Comme dans l’écrasante majorité des T-RPG, il sera bien sûr possible, et même obligatoire, de s’occuper de son équipe après chaque combat. Comptez sur un système d’évolution très élaboré, à la limite du complexe, où chaque détail est capable de changer le cours de la bataille suivante : équipement, évolution des classes, apprentissage de nouvelles aptitudes (il y aura d’ailleurs de nombreuses aptitudes inédites !), amélioration des aptitudes, renforcement des caractéristiques physiques de chaque personnage, recrutement et gestion des monstres capturés. Ajoutez à cela la nécessité de l’entraide au sein de l’équipe pendant les batailles, du fait de la complémentarité de chaque membre, et vous aurez alors un très léger aperçu de la complexité stratégique et inégalée de ce Tactics Ogre.



Une caméra inexploitée

Hélas, Square Enix semble peiner à fournir des jeux sans caméra défaillante. Tactics Ogre ne vous proposera donc qu’une seule vue isométrique, là où les performances actuelles de la 3D laissaient présager la possibilité de déplacer à son bon vouloir la caméra et de la tourner à 360°, ou au moins de bénéficier de quatre vues perpendiculaires différentes. Si vous souhaitez vous dispenser de cette vue isométrique, vous pourrez toujours vous reporter aux deux vues aériennes, qui ne diffèrent entre elles que par l’interversion des deux axes de coordonnées, mais les représentations graphiques de ces deux vues sont tellement éloignées de nos attentes qu’il faudra souvent se faire violence pour jouer dans ce mode. Nous serons donc très souvent cantonnés à la vue isométrique, certes très belle, mais qui peut éventuellement nous occulter des ennemis cachés par un bâtiment trop haut.

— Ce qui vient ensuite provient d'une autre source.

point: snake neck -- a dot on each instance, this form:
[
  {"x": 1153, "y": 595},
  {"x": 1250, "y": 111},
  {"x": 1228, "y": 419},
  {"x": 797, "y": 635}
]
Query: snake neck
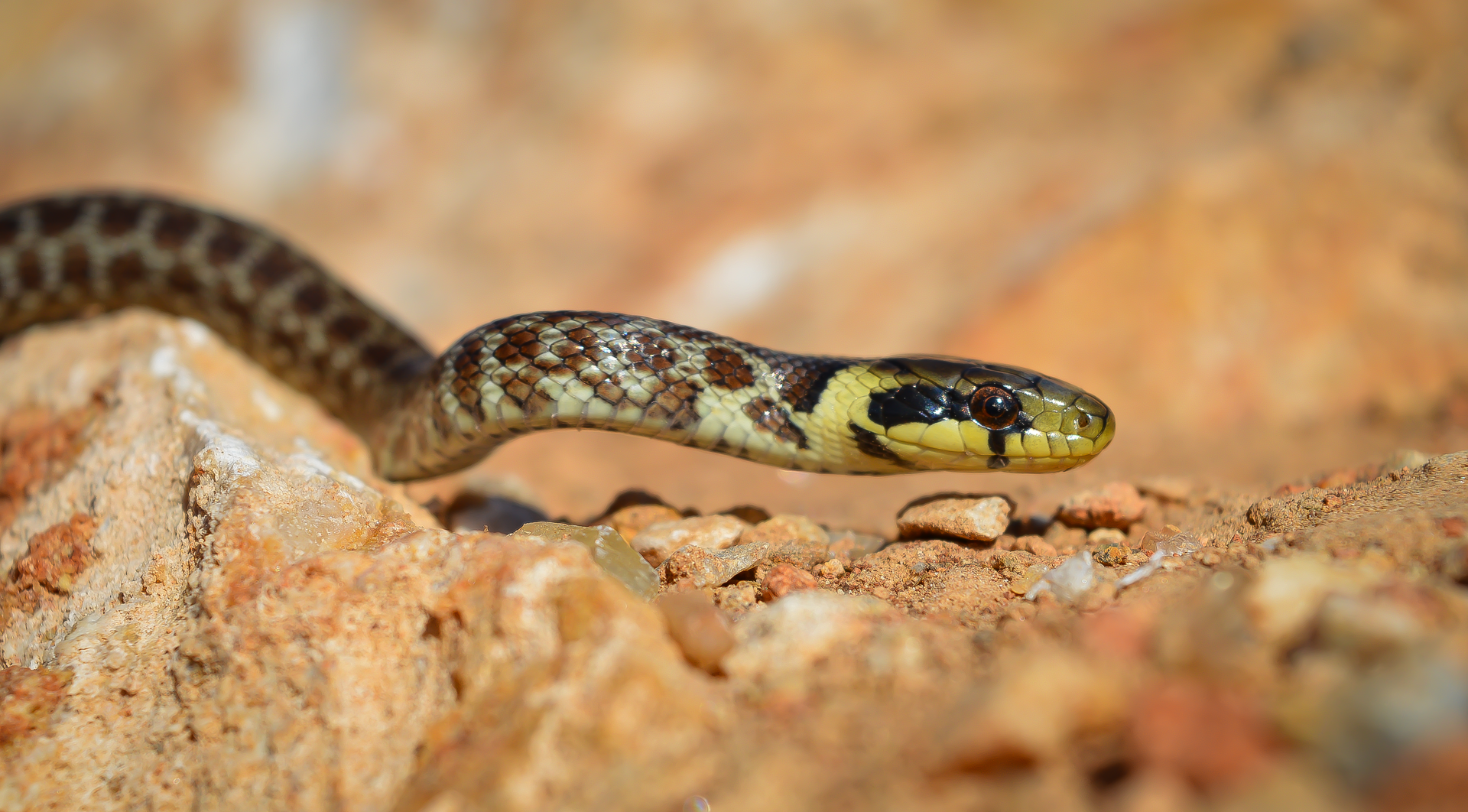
[{"x": 63, "y": 258}]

Une version française non prévue

Autre point négatif, qui ne laissera de marbre que les anglophones : le jeu n’est pas prévu pour être porté en version française. Si vous décidez de vous procurer le jeu à sa sortie, vous ne bénéficierez donc que des dialogues et des menus en anglais. Cela dit, l’anglais utilisé, bien que quelque peu relevé, n’est pas non plus hors de portée de quiconque ayant un niveau minimal dans la langue de Shakespeare. Qui plus est, l’histoire prenante, immersive dès le début, et très semblable à celle de la version originale, vous promet de longues heures de plaisir avec ce nouvel opus, qui réserve décidément bien des surprises.



Conclusion : un jeu à ne pas manquer

Tactics Ogre se révèle donc la digne réincarnation de l’opus original sorti il y a quinze ans. Non contente de fournir des graphismes complètement repensés, des animations plus fluides et mieux intégrées, et une bande originale de meilleure qualité, cette version sur PSP complexifie encore plus que son prédécesseur le système de combat, en introduisant des personnages et des compétences inédites. On retrouve avec plaisir les batailles stressantes de l’opus original, avec toutes les insignifiantes fonctionnalités, pourtant susceptibles de changer le cours d’un combat, mais aussi des options inédites, comme la possibilité de remonter jusqu’à cinquante tours en arrière. De surcroît, les affrontements ne sont jamais lassants, avec une musique qui sait ne pas être envahissante, une ergonomie honorable, et une latence négligeable entre chaque action. Le tableau est toutefois obscurci par plusieurs points négatifs, tels que le manque de discernement entre alliés et ennemis, la caméra trop inexploitée, ou encore l’absence de portage en version française, surtout quand l’on sait que, à la manière des dernières productions de Square Enix, un dossier complet dans le menu du jeu permet de se documenter précisément sur l’univers et l’histoire de Tactics Ogre.